I've been tromping through the knee-high snow, and shoveling snow away from trapped cars which is really unpleasant work... but it's perfect packing snow, you just have to scoop and fling. Perfect, I say! I want to build a snowman and a snow angel and have a snowball fight because I am twelve forevar, but teh flatmate is sick, and
muhnipul8a was such a party pooper last time that I'd be better off throwing snow at my own face. Somehow I don't think that'll be very satisfying. Also have no snowpants, and I feel really strange thinking that I need those as an adult. Am I the only one?
The beagle smells like hamster. I don't understand either. I do know that watching her try to navigate her way through snow that is level with her back is high-quality entertainment. Also, I don't know if I mentioned this, but before she was named Gucci - her name was "Maybelle." Who the hell names their dog - or anything else, for that matter - "Maybelle"? She doesn't look like a "Maybelle," she looks like a Gucci and yes, she will probably be a handbag one day. What?

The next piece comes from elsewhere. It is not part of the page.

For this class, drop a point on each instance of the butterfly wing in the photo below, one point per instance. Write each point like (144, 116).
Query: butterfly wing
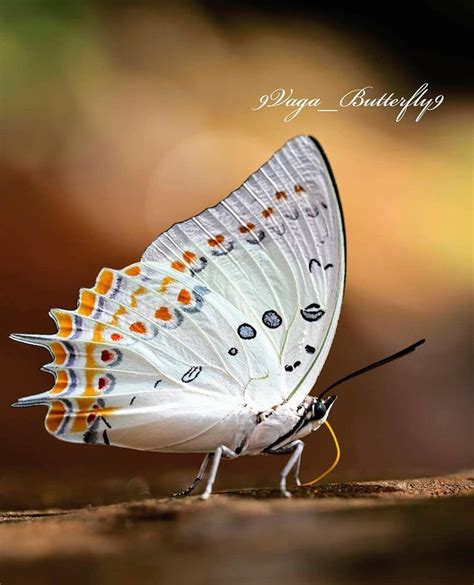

I rock the random, by the way.
Also, since
teh one flatmate is ill, and the roads are sucky, and it's spring break, I think we might go on a Harry Potter flick marathon because we are just that cool. Plus, I don't have a mouse so I can't play Warcraft properly and damn you, Blizzard Entertainment, for ruining my GPA! I could've been a contendah...
Oh well. This is why we have baby Radcakes and a Hermione equipped with bushy hair. Oh, Sorcerer's Stone, how I love thee. ♥ I should really finish my parody of that film. Heh. Also, finish crocheting the giant blanket of doom for the 'rents. Right then. I'm on it!
ETA: The snow is officially beagle-deep.